Уже войдя в свою роль, Никола спокойно отвел кулак от лица:
— Бросьте ерепениться, папенька. У вас своя доля, у меня своя. А ежели вы завтра навестите меня, то лучше принесите квитанцию о переводе денег моим родителям. Дайте бумажку адрес написать…
— Вот так, ваш скородь, я стал русским солдатом, — закончил свой рассказ Петков.
— Купец сдержал свое слово? — спросил Райчо.
— Так точно, но не он, а Авдотья Порфирьевна явилась, всех переполошила, ревела как белуга. Хотя сами русские говорят, что белуга — рыба и голоса не имеет. Я жил впроголодь, а тут купчихин приказчик притащил огромную корзину вкусной еды, на всю роту хватило. Купчиха дала квитанцию на три сотни, переведенных моим родителям. Теперь свое хозяйство справят. Я им написал, что иду на войну, а как дальше переписываться — не знаю. Что-нибудь соображу.
— А как потом обратно?
— А нам, ваш скородь, главное туда, а не обратно! — Солдат Пимокатов кивнул в сторону заходящего солнца.

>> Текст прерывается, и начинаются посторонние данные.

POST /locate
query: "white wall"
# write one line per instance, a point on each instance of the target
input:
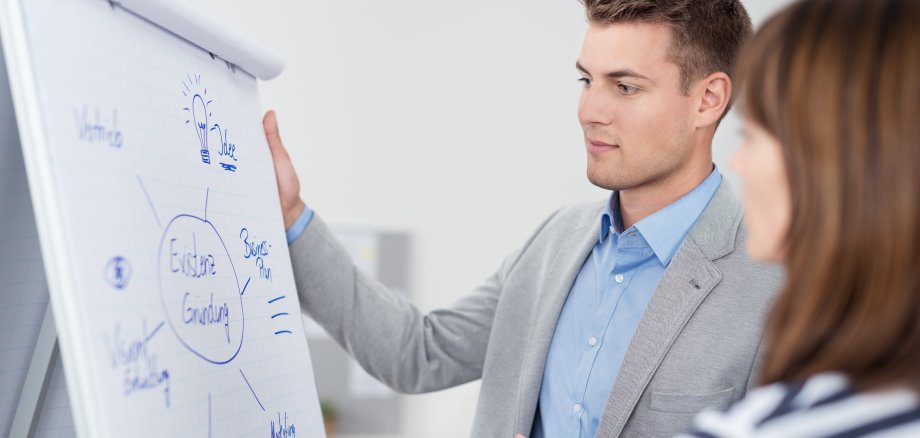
(454, 121)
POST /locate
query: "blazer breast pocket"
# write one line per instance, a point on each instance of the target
(678, 403)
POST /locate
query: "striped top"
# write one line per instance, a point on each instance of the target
(824, 406)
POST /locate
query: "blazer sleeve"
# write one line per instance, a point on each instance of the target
(390, 338)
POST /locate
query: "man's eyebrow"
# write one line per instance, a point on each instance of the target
(623, 73)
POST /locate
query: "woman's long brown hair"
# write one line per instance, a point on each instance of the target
(837, 82)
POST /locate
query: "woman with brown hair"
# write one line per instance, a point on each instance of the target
(831, 98)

— Да, это так, — задумчиво произнес Райчо, потом спросил: — Ты ведь грамотный, почерк хороший?
— Господин учитель Христо Ботев мною был доволен, пишу четко и по-русски, и, разумеется, по-болгарски.
— Вот что, завтра зайду к вашему начальнику штаба и добьюсь перевода тебя ко мне, на то имею нынче полномочия, добавлю, что знаю твоего папашу, скажу, что мне писарь нужен, а будешь воевать ополченцем.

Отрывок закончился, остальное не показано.